Scholars in arts, humanities and social science disciplines comprise 55 per cent of all academics but almost 70 per cent of all heads of departments, centres and schools, also known as “academic leaders”, according to data compiled by the Higher Education Funding Council for England.
By contrast, 34 per cent of all academics work in science, technology, engineering and mathematics, and just 25 per cent of academic leaders have a background in these subjects.
Amanda Goodall, senior lecturer in management at the Cass Business School at City University, said that the data partially reflect the higher number of departments in the arts, humanities and social sciences compared with STEM.
Independent data from the Higher Education Statistics Agency suggest that there are 1,613 departments in the arts, humanities and social sciences in England, more than double the 739 STEM departments. This could mean that there are fewer opportunities for academics in STEM subjects to move into leadership, Dr Goodall said. But she stressed that other factors play a part in who gets promoted into leadership roles. Dr Goodall pointed to her own research, which suggests that economics academics who deal with data are more likely to rise up the academic ranks than those that study theory, for example. This could be because of the empirical nature of their work, or because they work in a less isolated way, she said.

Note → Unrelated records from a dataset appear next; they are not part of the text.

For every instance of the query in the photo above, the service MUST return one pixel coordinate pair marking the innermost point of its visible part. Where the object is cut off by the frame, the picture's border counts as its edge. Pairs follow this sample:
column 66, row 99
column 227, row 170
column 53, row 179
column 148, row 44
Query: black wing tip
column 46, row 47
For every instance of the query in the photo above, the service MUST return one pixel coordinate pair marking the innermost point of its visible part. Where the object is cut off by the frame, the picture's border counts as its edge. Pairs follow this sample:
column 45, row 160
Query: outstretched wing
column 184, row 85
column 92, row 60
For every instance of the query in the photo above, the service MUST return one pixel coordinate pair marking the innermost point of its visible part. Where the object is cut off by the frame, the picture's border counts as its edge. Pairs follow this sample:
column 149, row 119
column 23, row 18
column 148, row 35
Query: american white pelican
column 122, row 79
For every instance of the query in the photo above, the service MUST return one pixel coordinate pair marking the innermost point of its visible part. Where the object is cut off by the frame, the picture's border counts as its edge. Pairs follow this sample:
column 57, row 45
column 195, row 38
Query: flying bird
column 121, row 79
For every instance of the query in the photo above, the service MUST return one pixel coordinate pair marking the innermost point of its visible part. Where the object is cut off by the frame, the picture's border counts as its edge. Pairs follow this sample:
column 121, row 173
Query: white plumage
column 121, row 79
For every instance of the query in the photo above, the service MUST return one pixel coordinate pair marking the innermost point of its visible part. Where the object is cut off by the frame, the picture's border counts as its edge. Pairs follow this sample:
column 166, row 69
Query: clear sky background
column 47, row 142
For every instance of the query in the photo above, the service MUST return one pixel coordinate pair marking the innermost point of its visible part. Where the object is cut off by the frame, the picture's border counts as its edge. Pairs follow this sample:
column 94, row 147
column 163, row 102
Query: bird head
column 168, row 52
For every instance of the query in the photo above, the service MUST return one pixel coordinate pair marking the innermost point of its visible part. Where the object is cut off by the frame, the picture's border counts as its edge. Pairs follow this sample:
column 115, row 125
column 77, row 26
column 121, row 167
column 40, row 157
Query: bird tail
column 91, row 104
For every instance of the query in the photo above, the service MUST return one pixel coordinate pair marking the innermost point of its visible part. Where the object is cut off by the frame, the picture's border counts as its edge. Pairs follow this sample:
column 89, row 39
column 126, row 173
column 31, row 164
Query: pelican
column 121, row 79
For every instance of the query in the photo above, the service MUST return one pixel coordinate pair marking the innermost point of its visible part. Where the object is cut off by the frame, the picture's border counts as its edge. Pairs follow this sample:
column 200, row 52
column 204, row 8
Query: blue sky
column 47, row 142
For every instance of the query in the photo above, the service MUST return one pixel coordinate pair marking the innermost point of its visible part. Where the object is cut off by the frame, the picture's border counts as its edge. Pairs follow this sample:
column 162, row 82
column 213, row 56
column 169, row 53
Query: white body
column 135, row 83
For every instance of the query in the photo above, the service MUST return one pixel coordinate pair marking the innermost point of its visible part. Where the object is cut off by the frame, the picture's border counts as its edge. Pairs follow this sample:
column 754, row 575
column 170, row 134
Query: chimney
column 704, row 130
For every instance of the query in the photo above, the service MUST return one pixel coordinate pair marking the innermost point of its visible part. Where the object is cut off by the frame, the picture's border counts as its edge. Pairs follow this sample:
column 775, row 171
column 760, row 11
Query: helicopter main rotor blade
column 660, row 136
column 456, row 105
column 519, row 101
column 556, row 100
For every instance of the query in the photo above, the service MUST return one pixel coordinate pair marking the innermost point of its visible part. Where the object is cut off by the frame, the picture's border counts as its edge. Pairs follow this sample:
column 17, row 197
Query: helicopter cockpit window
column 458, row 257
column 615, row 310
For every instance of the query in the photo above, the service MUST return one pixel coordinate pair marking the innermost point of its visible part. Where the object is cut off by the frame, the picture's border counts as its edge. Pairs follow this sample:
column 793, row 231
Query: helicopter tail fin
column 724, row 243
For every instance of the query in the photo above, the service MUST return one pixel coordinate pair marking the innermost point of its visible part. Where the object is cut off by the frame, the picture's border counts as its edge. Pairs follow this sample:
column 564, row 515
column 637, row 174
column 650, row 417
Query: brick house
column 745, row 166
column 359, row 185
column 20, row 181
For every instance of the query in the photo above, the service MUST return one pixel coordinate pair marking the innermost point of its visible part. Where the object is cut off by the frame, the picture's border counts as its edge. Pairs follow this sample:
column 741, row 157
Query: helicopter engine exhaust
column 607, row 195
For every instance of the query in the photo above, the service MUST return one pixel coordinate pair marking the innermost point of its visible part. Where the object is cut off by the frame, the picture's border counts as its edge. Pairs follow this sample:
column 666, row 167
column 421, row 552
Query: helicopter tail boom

Dr Goodall said it was more common for department heads to be “dragged into that position than for them to be desperate” to do it. “It is always a problem trying to employ heads of departments,” she explained, adding that the end of the final salary pension scheme could “thin out the pipeline” for academic leadership further as this can prove an incentive to take senior posts.
Rajani Naidoo, director of the International Centre for Higher Education Management at the University of Bath, said that having detailed knowledge of how higher education works is more important than what discipline a leader came from so that they are not just seen as “bureaucratic cogs”. She added: “Academics will have much more trust in a leader who had an academic standing in the field.”